I get a LOT of emails. If you have a correction to make, and you don’t know me and have never written to me before, it would be a good idea if you were to introduce yourself to me, and let me know how you know I’m wrong.

Things like “I am the MP’s friend/relative” or “I am a cop investigating the case” or “I found this article saying the opposite of what your casefile says, here’s a link to it” are helpful. This can all be accomplished in a few sentences and will make it much more likely that I’ll give you the time of day.

MP of the week: Sandra Fisher

This week’s featured missing person (which I didn’t get around to changing yesterday, sorry) is Sandra Flynn Fisher, who was last seen at the Russell County Fair in Russell Springs, Kentucky on August 3, 1978. She was 31 at the time, and if still alive she’d be in her seventies today. She left behind at least one child.

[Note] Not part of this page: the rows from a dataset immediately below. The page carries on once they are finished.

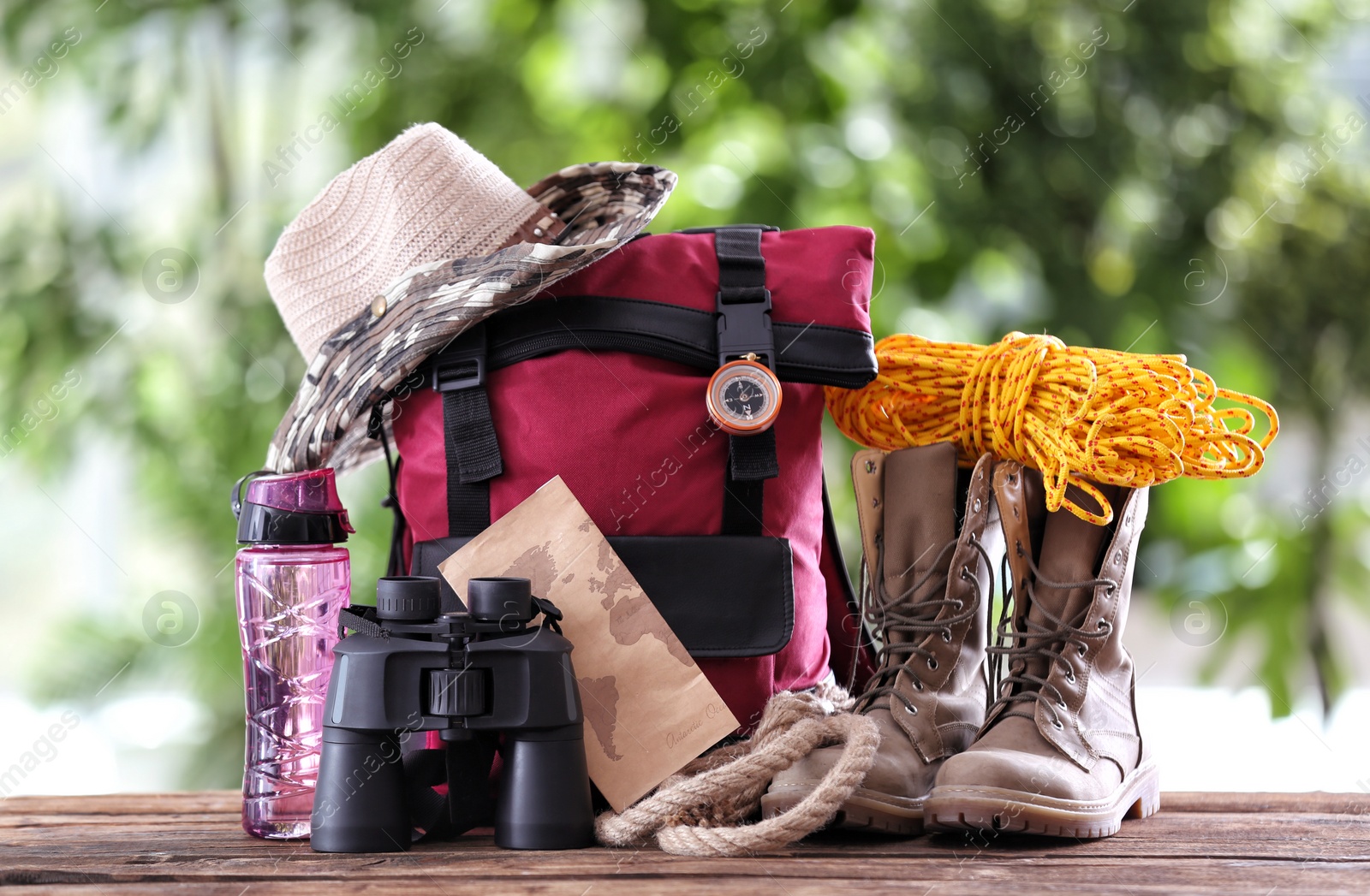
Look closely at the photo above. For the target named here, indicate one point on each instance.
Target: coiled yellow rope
(1075, 414)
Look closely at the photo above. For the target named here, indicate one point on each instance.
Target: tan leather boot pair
(1059, 751)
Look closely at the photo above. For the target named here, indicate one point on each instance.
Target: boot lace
(1045, 642)
(901, 614)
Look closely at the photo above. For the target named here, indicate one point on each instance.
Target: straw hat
(406, 250)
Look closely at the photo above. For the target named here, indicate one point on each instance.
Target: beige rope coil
(702, 810)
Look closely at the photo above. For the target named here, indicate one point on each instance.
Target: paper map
(648, 709)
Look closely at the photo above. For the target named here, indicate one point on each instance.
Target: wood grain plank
(192, 843)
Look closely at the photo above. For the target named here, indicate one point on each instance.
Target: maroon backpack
(602, 381)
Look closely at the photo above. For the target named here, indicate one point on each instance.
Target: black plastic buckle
(744, 328)
(461, 365)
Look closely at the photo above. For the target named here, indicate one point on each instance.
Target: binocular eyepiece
(418, 599)
(472, 676)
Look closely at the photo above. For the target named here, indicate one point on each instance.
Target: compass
(743, 396)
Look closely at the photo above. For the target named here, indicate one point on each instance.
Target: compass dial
(744, 398)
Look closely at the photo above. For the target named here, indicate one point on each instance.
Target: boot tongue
(920, 521)
(1070, 551)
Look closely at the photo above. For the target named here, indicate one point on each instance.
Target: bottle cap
(291, 508)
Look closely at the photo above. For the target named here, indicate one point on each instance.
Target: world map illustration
(628, 624)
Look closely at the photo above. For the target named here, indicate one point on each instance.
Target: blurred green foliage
(1158, 175)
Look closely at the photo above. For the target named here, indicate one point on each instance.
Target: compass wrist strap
(751, 460)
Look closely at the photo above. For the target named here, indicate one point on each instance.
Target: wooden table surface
(191, 843)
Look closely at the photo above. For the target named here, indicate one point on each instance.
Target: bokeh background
(1159, 175)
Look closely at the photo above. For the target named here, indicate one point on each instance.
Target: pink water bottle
(291, 583)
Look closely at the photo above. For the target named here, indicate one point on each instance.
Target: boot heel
(1148, 796)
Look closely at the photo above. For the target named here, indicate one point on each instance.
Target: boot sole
(863, 810)
(1018, 813)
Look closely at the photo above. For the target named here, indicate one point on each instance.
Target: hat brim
(365, 362)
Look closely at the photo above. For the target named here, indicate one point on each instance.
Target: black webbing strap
(742, 269)
(744, 326)
(473, 453)
(362, 620)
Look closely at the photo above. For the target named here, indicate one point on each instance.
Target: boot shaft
(920, 567)
(1070, 593)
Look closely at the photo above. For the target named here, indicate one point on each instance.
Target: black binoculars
(470, 676)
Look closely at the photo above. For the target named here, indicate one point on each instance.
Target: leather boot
(929, 606)
(1061, 752)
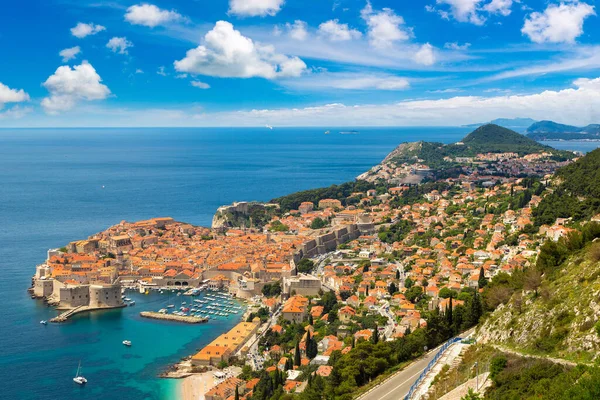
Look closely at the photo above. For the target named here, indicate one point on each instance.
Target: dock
(171, 317)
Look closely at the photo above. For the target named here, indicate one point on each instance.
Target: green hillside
(576, 192)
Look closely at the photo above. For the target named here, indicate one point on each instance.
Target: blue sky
(297, 62)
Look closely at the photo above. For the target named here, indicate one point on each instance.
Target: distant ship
(78, 378)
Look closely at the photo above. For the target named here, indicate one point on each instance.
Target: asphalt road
(398, 386)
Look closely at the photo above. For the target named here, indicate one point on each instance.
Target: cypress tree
(481, 282)
(375, 336)
(297, 358)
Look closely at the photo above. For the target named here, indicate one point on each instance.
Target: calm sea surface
(59, 185)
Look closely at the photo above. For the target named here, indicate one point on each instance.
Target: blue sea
(59, 185)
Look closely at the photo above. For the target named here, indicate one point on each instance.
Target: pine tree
(297, 358)
(375, 336)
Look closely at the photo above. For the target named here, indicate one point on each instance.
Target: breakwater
(171, 317)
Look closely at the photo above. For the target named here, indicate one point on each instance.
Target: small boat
(80, 380)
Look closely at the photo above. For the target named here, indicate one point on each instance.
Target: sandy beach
(194, 386)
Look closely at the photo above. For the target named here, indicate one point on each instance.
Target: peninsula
(348, 284)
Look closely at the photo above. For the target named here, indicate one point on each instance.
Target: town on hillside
(400, 264)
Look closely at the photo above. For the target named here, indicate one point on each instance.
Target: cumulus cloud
(82, 30)
(561, 23)
(70, 53)
(502, 7)
(336, 32)
(200, 85)
(225, 52)
(457, 46)
(67, 86)
(150, 15)
(8, 95)
(385, 27)
(297, 30)
(119, 45)
(255, 8)
(425, 55)
(578, 105)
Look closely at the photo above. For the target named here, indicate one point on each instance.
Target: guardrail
(434, 360)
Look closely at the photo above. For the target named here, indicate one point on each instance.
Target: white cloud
(502, 7)
(579, 105)
(15, 112)
(348, 81)
(82, 30)
(8, 95)
(561, 23)
(69, 85)
(385, 27)
(119, 44)
(297, 30)
(336, 32)
(150, 15)
(255, 8)
(70, 53)
(225, 52)
(465, 10)
(200, 85)
(456, 46)
(425, 55)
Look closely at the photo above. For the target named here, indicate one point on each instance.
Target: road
(398, 386)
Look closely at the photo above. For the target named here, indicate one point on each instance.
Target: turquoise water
(51, 193)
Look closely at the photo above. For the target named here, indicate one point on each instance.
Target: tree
(297, 357)
(481, 282)
(375, 336)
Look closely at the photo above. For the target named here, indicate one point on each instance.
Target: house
(346, 313)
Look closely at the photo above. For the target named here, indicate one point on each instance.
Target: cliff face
(244, 215)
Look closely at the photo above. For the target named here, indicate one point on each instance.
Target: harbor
(170, 317)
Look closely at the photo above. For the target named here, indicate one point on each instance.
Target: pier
(171, 317)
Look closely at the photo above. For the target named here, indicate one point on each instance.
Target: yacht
(78, 378)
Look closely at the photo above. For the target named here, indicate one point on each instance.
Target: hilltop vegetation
(549, 130)
(551, 308)
(576, 193)
(488, 138)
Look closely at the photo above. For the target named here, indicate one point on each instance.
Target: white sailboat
(78, 378)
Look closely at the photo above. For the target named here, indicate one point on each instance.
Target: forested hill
(549, 130)
(577, 193)
(493, 138)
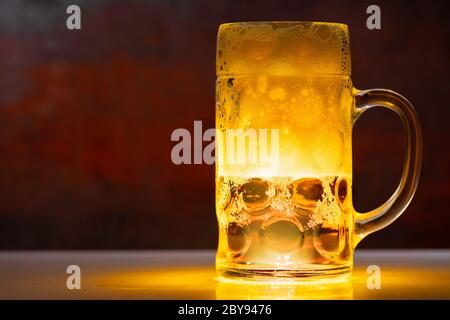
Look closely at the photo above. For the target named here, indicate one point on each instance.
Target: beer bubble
(238, 238)
(306, 192)
(281, 234)
(254, 195)
(341, 191)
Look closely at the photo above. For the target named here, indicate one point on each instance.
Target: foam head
(283, 48)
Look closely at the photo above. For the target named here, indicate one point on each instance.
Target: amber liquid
(291, 217)
(284, 227)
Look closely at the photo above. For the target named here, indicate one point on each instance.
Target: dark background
(86, 118)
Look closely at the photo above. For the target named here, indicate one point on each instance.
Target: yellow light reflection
(202, 283)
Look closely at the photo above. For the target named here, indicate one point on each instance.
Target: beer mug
(285, 108)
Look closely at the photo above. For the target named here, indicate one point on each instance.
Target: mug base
(325, 273)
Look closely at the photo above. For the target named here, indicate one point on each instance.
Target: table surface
(175, 274)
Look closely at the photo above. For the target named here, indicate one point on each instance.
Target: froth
(283, 48)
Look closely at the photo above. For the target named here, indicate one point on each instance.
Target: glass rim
(291, 22)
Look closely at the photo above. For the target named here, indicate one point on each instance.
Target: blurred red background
(86, 118)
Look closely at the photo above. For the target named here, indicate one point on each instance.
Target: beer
(285, 102)
(283, 225)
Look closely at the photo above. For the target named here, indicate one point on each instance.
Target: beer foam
(283, 48)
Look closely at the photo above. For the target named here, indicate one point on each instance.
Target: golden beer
(293, 217)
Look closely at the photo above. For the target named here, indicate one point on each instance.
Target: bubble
(306, 192)
(281, 234)
(277, 94)
(341, 191)
(254, 194)
(323, 32)
(328, 240)
(237, 237)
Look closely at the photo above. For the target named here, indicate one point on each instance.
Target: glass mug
(291, 216)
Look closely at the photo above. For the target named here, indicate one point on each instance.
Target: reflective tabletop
(187, 274)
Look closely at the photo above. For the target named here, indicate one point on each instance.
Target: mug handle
(366, 223)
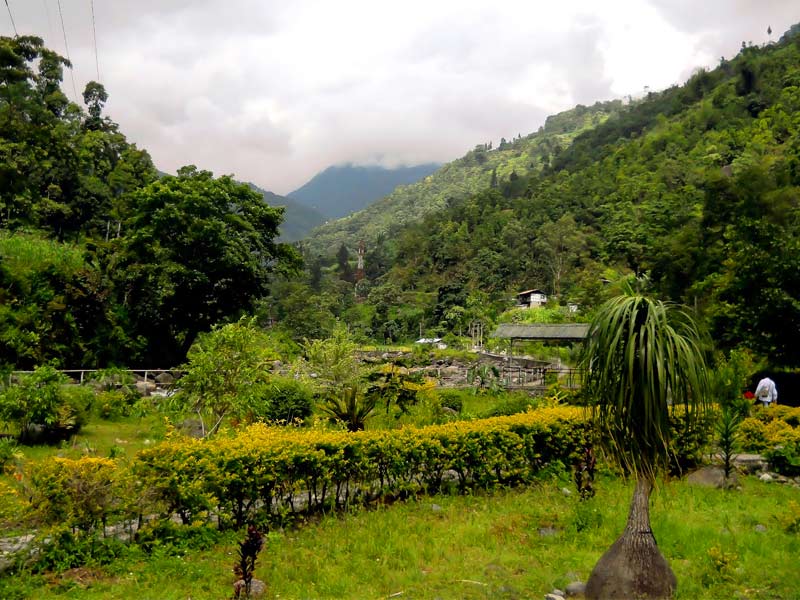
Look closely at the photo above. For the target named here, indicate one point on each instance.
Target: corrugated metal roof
(542, 331)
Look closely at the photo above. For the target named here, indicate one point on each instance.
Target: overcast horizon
(276, 93)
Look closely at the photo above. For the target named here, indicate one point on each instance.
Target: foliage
(642, 356)
(43, 407)
(227, 374)
(283, 400)
(8, 452)
(246, 563)
(79, 494)
(349, 407)
(197, 251)
(727, 430)
(396, 386)
(333, 361)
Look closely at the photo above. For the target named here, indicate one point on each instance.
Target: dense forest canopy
(695, 187)
(102, 261)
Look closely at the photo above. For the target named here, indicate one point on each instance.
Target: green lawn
(512, 544)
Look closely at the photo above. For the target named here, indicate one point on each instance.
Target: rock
(576, 588)
(258, 589)
(165, 378)
(191, 427)
(145, 388)
(750, 463)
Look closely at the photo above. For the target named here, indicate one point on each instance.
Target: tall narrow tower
(362, 249)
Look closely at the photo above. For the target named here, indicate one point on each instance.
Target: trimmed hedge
(268, 471)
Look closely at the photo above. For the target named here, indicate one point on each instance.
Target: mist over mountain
(343, 189)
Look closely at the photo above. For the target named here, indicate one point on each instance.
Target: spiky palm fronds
(641, 357)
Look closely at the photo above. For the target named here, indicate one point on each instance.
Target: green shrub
(8, 452)
(43, 407)
(81, 494)
(784, 459)
(511, 403)
(62, 549)
(283, 400)
(452, 399)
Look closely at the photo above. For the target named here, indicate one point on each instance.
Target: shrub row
(272, 471)
(267, 473)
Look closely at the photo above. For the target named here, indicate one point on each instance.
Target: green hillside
(695, 188)
(480, 168)
(343, 189)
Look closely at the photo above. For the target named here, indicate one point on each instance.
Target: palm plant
(642, 357)
(349, 407)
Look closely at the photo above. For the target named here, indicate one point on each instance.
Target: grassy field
(512, 544)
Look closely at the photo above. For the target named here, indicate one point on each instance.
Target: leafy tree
(40, 400)
(642, 356)
(227, 374)
(333, 360)
(196, 251)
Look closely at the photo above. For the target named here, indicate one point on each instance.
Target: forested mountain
(101, 260)
(343, 189)
(298, 219)
(696, 187)
(503, 167)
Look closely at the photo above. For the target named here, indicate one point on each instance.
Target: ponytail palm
(641, 356)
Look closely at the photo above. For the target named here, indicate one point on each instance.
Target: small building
(436, 342)
(531, 298)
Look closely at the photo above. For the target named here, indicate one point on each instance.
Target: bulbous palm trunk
(633, 567)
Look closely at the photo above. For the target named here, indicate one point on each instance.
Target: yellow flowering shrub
(80, 493)
(270, 469)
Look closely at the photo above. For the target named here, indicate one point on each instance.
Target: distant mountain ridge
(343, 189)
(504, 167)
(298, 220)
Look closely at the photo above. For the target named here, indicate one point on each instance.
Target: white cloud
(275, 92)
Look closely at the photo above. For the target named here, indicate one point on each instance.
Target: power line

I got quoted in a Torrington Register Citizen article

Like a month ago I was interviewed about the Connie Smith case, and the articles about it are finally coming out. This one came out on August 13; now the second one has been released, and it contains a quote from me:

Meaghan Good, 32, of Ohio, has been administrator for The Charley Project website since 2004. The site profiles approximately 10,000 “cold case” missing people, mainly from the U.S., from the 1800s up until now, with 10, 671 cases currently open.

Good posits that Connie likely met with foul play: “You see this a lot, especially in the 10-to-13 age group,” she said. “They start becoming more independent but they are still pretty naïve.”

“It is very, very sad,” she said. “The father lived to be a Biblical age and never found out about her. The suspect would likely be dead now. But it is possible for the case to be solved. Technology makes it resolvable.”